Textile Society of America

 

Date of this Version

1994

Document Type

Article

Citation

Muthesius, Anna Maria. “Byzantine Influences along the Silk Route: Central Asian Silks Transformed.” Contact, Crossover, Continuity: Proceedings of the Fourth Biennial Symposium of the Textile Society of America, September 22–24, 1994 (Los Angeles, CA: Textile Society of America, Inc., 1995), pp. 181–191.

Comments

Copyright © 1994 Anna Maria Muthesius

Abstract

Silks traded along the ancient Silk Route were precious, light, and easily transportable commodities that served as ideal vehicles for cross-cultural exchange. The survival of several hundred Central Asian silks, variously datable between the seventh and the eleventh centuries, presents an opportunity to trace patterns of trade, diplomacy and cross-cultural developments at the heart of the Silk Road.

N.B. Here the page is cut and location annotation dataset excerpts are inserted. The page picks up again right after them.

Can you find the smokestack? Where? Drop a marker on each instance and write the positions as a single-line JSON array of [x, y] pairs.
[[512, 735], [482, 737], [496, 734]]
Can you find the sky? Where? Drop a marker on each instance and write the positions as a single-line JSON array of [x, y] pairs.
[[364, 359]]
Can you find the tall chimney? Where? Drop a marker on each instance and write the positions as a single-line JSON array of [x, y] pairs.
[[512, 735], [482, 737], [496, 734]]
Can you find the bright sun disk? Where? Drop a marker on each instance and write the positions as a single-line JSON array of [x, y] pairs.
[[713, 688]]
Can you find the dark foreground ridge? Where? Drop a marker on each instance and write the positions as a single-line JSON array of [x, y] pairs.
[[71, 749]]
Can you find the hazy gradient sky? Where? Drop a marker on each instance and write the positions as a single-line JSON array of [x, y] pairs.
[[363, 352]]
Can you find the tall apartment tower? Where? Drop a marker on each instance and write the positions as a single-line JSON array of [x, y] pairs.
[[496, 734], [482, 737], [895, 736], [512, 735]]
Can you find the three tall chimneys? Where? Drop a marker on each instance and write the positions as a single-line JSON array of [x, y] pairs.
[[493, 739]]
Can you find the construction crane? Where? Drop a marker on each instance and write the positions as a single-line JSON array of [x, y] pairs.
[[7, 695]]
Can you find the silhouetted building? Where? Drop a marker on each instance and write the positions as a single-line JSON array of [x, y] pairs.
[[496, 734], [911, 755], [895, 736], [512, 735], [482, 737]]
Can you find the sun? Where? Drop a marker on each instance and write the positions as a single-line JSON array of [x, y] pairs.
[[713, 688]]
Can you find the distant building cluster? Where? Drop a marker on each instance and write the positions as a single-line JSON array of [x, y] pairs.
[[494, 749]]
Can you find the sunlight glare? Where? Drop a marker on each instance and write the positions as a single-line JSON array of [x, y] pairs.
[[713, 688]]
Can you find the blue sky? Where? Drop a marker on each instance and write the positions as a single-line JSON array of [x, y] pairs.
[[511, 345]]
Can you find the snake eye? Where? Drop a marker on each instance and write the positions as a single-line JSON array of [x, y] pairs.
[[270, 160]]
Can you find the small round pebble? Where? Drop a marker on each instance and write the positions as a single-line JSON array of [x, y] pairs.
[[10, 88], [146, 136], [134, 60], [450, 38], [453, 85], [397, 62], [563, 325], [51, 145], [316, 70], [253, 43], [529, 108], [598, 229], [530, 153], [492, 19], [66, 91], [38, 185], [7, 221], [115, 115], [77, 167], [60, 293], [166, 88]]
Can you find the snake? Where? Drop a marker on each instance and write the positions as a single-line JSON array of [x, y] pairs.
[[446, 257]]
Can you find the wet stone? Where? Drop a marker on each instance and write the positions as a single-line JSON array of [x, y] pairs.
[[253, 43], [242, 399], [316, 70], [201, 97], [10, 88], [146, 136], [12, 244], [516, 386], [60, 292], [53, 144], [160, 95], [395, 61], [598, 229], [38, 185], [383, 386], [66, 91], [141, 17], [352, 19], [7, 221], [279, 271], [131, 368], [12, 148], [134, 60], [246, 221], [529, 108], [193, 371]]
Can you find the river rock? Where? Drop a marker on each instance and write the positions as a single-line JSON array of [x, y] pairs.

These silks perfectly mirror contact, cross over, and change fostered under the auspices of Mediterranean/Near Eastern economic and diplomatic exchange.

This paper will ask three questions:

1. What lay behind Byzantine influence in Central Asia along the ancient Silk Route?

2. What was the precise nature of the transformations which the Byzantine contact engendered?

3. What do these changes reflect about Byzantine silks as a medium for cross-cultural exchange?